# It's Agnès' birthday



## Whodunit

**
*Bon anniversaire,*
*Agnès E et un grand*
*merci pour toutes tes*
* contributions dans les *
*forums de WR et pour*
*tous ton aide dans le*
*forum français.*
**​


----------



## timpeac

Happy birthday Agnès! Have a lovely day.


----------



## araceli

¡Feliz cumpleaños, Agnès!


----------



## belén

*


Happy birthday to youuuuu 
Happy birthday to youuuuu
Happy birthday dear Agneeeees
Happy birthday to youuuuuuuuuuuuuuuuuuuuuuu

CLAP CLAP CLAP CLAP CLAP
*​


----------



## zebedee

Feliiiiz Feliiiiiz en tu díiiiiia
Amiguiiita que Dios te bendigaaaaa
Que reine la paz en tu vidaaaa
Y que cuuuuuumplas muuuuuuchos máaaaaas!!!!

Joyeux Anniversaire, notre chère Agnès!!!


----------



## jaykemin

Feliz Dia de Compleaos Nes!!!!


----------



## cuchuflete

¡Happy Birthday to our Poet Laureate!

 
cuchu​


----------



## Kelly B

There's someone with a talent quite rare
Qui nous sert en point de repère
We all give her the nod
So we sing : ah! la mod,
nous te souhaitons bon anniversaire!


----------



## Outsider

_*Joyeux anniversaire, Agnès. ​ * _


----------



## Amityville

Ca s'arrose. Que tu sois heureuse, Agnès, aujourd'hui et toute l'année.


----------



## LV4-26

Agnès, ange sage, 
 à la mode de chez nous,
 exerçant l'activité de modératrice, 
 ce qui est loin d'être un "art médiocre". 
(contrairement à ce que son anagramme pourrait laisser penser).


 Joyeux anniversaire à la mod .​ 
 ​


----------



## Lancel0t

Happy Birthday AGNES!!


----------



## elroy

*Joyeux anniversaire, Agnès!*

_("anniversaire" est un faux ami, n'est-ce pas? ) _
​


----------



## Agnès E.

What a treat!

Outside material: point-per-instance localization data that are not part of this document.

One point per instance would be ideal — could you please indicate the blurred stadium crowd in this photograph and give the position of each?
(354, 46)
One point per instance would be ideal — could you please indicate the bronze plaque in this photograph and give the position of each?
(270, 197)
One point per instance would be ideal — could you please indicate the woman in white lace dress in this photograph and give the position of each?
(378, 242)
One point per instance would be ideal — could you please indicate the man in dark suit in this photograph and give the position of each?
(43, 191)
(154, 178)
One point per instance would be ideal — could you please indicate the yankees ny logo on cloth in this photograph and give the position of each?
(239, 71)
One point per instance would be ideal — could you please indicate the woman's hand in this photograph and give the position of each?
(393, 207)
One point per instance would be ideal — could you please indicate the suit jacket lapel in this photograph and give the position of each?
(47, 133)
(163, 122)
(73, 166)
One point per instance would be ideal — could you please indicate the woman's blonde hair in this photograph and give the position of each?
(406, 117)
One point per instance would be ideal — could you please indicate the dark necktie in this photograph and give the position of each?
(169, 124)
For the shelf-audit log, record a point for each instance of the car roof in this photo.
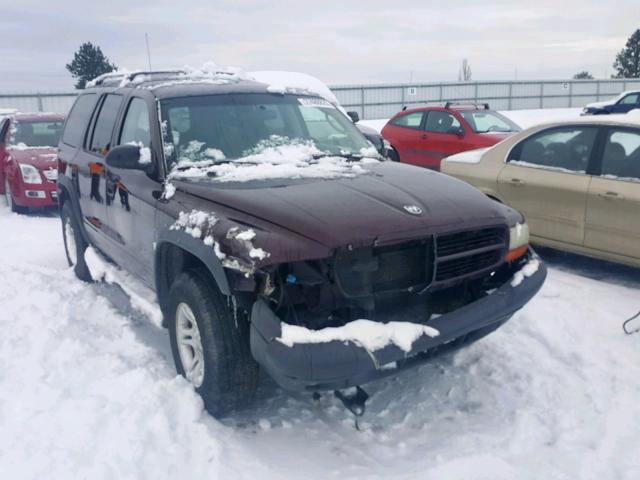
(38, 116)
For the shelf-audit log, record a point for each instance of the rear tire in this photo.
(74, 244)
(210, 345)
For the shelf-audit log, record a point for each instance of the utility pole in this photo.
(146, 39)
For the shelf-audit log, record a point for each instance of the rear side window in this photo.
(563, 149)
(442, 122)
(78, 120)
(621, 156)
(410, 120)
(103, 130)
(136, 124)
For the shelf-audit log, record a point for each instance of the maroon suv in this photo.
(275, 236)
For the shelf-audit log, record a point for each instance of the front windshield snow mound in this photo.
(275, 158)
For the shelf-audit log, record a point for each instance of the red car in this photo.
(424, 136)
(28, 168)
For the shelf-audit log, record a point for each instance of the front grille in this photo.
(463, 254)
(367, 271)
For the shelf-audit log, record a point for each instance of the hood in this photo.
(43, 158)
(359, 210)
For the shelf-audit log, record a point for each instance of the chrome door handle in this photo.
(611, 195)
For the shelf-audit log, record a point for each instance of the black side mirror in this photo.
(126, 157)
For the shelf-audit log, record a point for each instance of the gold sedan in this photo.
(577, 183)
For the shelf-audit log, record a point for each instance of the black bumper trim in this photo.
(336, 365)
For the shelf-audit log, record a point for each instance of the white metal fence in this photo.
(382, 101)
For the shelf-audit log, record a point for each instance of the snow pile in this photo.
(200, 225)
(369, 334)
(276, 158)
(102, 271)
(526, 271)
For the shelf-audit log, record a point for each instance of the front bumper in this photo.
(336, 365)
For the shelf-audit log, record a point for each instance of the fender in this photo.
(67, 191)
(195, 247)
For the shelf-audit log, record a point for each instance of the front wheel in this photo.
(210, 344)
(74, 244)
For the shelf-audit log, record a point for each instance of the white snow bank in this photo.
(276, 158)
(369, 334)
(102, 271)
(470, 156)
(526, 271)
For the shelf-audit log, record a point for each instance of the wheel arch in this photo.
(175, 253)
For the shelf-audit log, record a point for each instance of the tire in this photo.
(74, 244)
(9, 199)
(226, 376)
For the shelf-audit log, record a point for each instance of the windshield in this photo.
(224, 128)
(484, 121)
(37, 134)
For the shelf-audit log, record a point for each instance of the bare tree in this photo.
(464, 75)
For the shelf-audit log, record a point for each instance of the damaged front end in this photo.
(406, 301)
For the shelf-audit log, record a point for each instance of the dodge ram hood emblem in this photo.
(413, 209)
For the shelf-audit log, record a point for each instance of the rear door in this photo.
(406, 135)
(613, 206)
(445, 136)
(4, 127)
(546, 179)
(92, 170)
(130, 196)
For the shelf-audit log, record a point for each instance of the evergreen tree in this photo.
(583, 75)
(88, 63)
(627, 62)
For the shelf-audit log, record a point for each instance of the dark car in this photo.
(424, 136)
(274, 235)
(623, 103)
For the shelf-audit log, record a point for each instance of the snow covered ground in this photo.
(524, 118)
(88, 390)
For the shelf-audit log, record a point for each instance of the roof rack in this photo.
(472, 104)
(114, 79)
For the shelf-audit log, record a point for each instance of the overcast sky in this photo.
(338, 41)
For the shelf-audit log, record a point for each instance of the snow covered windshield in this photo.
(482, 121)
(37, 134)
(223, 128)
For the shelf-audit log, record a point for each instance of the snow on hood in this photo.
(470, 156)
(369, 334)
(276, 158)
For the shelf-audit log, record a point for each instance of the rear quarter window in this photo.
(78, 120)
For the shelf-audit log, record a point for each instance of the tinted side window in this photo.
(621, 156)
(101, 138)
(564, 148)
(78, 120)
(136, 124)
(410, 120)
(441, 122)
(630, 99)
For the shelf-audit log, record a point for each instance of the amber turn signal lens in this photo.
(516, 253)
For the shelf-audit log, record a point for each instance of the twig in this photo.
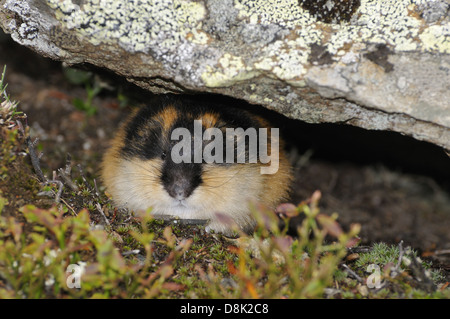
(89, 187)
(395, 270)
(34, 157)
(67, 180)
(60, 188)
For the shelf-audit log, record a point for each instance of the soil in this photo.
(397, 188)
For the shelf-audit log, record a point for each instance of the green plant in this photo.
(92, 85)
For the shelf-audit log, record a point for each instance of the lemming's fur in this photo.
(139, 173)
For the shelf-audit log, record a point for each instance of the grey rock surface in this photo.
(386, 66)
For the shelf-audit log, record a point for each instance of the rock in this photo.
(376, 64)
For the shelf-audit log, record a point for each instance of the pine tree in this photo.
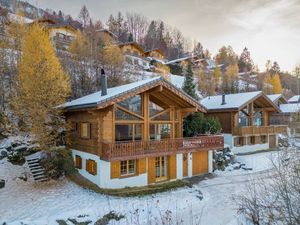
(189, 86)
(42, 86)
(245, 62)
(276, 83)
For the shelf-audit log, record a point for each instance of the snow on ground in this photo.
(44, 203)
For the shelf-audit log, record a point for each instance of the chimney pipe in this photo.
(103, 83)
(223, 99)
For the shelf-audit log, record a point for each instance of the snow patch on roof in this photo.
(290, 108)
(295, 98)
(232, 100)
(96, 97)
(274, 97)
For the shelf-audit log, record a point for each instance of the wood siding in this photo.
(151, 170)
(225, 119)
(172, 167)
(200, 163)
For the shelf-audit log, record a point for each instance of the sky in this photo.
(270, 29)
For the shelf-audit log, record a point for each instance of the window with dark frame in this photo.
(127, 167)
(85, 130)
(78, 162)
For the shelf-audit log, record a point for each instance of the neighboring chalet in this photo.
(245, 120)
(278, 99)
(294, 99)
(134, 55)
(131, 135)
(61, 34)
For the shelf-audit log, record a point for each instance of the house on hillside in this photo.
(131, 135)
(278, 99)
(155, 54)
(294, 99)
(134, 56)
(105, 34)
(61, 34)
(245, 120)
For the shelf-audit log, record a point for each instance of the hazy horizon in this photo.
(268, 28)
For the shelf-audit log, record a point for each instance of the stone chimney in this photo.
(223, 99)
(103, 83)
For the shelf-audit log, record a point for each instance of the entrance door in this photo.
(185, 162)
(160, 168)
(272, 141)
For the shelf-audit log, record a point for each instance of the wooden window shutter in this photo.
(151, 170)
(89, 130)
(88, 165)
(115, 169)
(172, 167)
(141, 164)
(78, 162)
(94, 167)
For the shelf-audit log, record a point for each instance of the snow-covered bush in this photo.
(274, 199)
(58, 162)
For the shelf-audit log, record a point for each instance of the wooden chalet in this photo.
(61, 34)
(245, 120)
(155, 54)
(131, 135)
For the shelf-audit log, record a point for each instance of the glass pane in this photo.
(157, 167)
(121, 115)
(152, 132)
(123, 167)
(163, 167)
(154, 109)
(243, 120)
(164, 130)
(131, 166)
(163, 117)
(138, 132)
(84, 130)
(133, 104)
(124, 132)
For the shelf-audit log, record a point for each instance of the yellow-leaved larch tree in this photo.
(42, 85)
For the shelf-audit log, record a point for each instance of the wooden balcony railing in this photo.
(139, 149)
(249, 130)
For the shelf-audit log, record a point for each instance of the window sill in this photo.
(128, 175)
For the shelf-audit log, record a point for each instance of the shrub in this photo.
(196, 124)
(58, 162)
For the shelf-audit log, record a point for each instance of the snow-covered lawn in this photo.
(44, 203)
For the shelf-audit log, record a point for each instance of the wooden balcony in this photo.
(140, 149)
(254, 130)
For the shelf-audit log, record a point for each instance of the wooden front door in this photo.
(200, 162)
(185, 164)
(272, 141)
(160, 168)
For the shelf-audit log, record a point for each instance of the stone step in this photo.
(42, 180)
(33, 160)
(39, 176)
(37, 171)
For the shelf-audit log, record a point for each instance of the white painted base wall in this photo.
(103, 180)
(229, 140)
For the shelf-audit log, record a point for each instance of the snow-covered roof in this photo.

Thank you so much, Who (you're welcome!), Tim (I did), Araceli (don't drink too much eau de Lourdes, hein !), Belen (I did not know ducks could sing!), zebedee (yes, I hope this 43rd year will be peaceful!), jaykemin (thank you!), Cuchu (waow, what a cake!), Kelly (I do love your bilingual poem!  ), Outsider (you should come and visit us more often!), Amityville (thank you for your so nice wishes! ), Jean-Michel (héhéhé ! bravo ! je suis épatée !), Lancelot (thank you!) and Elroy (c'est vrai ! je vais l'ajouter à la liste !  ).
I never had such an international celebration! You all made my day.


----------



## Phryne

*
!!!FELIZ CUMPLE, AGNES!!


*​


----------



## Nath0811

Oups!! Retardataire, mais bon - *JOYEUX ANNIVERSAIRE!!!!!*


----------



## funnydeal

Happy Birthday Agnès !!!


May I join (late) to this party?


----------



## JazzByChas

I realize this is over a month late, but I just noticed this thread! 
(Don't remember where I was at the time...) 

And as Jean-Michel said, "I saw some light from the window still, so I stopped on by..."

Happy (_*very-belated*_) birthday, and may (the rest) of this year be a better one than before.

(oh mon Dieu!...je suis en retard comme d'habitude)


----------